Physician use medical images to find abnormalities in human bodies and to locate the discontinuities. In transmission process sometimes medical images are corrupted due to external noise. Therefore need to improve the image quality, put down the computational complexity and signal to noise ratio. There is need of segmentation to improve performance analysis and image quality. Segmentation method is use to identify important regions in medical images, it is a unique technique for partitioning image into meaningful sub regions or object with same attribute. Proposed method state Principle component analysis and k-means clustering method for segmentation of medical images and extracts meaningful part from medical image in efficient manner. K-means Clustering is the process of extracting meaningful part from image.
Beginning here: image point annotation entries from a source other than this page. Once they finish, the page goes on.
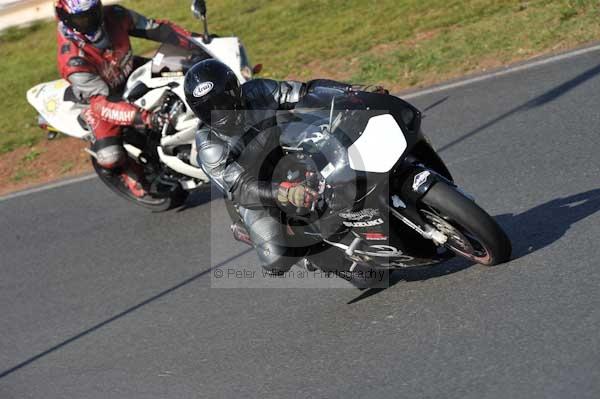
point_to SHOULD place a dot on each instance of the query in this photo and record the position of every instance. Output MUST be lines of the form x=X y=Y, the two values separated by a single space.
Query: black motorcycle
x=387 y=200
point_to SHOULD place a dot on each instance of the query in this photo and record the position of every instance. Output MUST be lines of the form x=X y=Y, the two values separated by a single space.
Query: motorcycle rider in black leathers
x=238 y=148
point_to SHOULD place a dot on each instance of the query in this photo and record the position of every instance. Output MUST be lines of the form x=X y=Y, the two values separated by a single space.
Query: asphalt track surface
x=99 y=299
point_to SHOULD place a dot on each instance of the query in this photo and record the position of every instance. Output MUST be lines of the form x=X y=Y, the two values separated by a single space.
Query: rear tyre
x=117 y=183
x=471 y=232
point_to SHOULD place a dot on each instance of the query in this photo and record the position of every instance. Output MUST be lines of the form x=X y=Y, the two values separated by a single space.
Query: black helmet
x=83 y=16
x=213 y=92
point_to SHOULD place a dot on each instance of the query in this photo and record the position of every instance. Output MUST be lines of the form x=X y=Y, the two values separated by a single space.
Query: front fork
x=407 y=188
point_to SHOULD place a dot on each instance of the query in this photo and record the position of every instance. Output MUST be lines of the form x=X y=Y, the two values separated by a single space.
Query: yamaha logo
x=203 y=89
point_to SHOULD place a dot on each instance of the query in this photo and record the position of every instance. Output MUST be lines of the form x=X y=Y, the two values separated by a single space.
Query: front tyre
x=124 y=184
x=471 y=232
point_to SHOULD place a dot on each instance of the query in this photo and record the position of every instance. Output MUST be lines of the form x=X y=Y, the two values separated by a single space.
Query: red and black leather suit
x=97 y=73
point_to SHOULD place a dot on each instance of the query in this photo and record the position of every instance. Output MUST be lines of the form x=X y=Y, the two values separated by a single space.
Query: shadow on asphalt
x=120 y=315
x=545 y=224
x=538 y=101
x=529 y=232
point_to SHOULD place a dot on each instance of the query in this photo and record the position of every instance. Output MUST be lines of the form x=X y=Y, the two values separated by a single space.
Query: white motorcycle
x=165 y=160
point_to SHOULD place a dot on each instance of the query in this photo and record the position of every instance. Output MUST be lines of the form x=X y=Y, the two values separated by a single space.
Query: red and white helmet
x=82 y=16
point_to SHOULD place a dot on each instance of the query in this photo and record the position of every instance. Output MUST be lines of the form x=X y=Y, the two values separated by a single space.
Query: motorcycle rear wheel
x=115 y=182
x=471 y=232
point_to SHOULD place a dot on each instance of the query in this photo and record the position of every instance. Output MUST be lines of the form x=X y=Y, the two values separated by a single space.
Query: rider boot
x=108 y=147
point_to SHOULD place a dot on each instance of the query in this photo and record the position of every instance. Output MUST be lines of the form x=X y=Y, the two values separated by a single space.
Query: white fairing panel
x=48 y=100
x=226 y=50
x=379 y=147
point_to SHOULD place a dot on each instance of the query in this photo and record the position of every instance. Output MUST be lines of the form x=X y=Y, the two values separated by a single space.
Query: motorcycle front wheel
x=471 y=232
x=124 y=185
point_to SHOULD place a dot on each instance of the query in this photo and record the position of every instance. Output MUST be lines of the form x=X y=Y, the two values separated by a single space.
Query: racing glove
x=296 y=194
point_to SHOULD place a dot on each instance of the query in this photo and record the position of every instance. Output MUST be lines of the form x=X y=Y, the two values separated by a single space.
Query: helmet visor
x=87 y=22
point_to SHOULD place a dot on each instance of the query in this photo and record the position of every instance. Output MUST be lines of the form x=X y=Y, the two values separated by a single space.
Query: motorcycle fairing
x=380 y=146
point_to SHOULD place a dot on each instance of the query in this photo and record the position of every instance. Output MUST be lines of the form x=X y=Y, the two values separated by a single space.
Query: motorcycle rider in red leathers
x=95 y=56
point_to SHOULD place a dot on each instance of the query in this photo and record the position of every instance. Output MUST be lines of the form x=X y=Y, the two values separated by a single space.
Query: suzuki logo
x=420 y=179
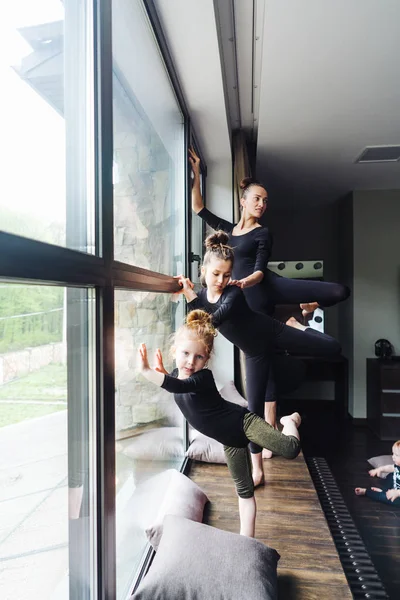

Adding Principle Component Analysis for feature extraction and formation of precise number of cluster to increase the accuracy. To develop a system which will perform segmentation of MRI images to locate disorder in better way.
基于PCA和k均值聚类的医学图像分割新方法
医生使用医学图像来发现人体的异常并定位不连续性。在传输过程中,医学图像有时会受到外界噪声的干扰。因此需要提高图像质量,降低计算复杂度和信噪比。为了提高性能分析和图像质量,需要对图像进行分割。分割方法用于识别医学图像中的重要区域,是一种将图像分割成有意义的子区域或具有相同属性的物体的独特技术。提出了状态主成分分析和k-means聚类方法对医学图像进行分割,有效地提取医学图像中有意义的部分。K-means聚类是从图像中提取有意义部分的过程。增加了主成分分析的特征提取和精确聚类个数的形成,提高了准确率。目的:开发一种对MRI图像进行分割的系统,以更好地定位病变。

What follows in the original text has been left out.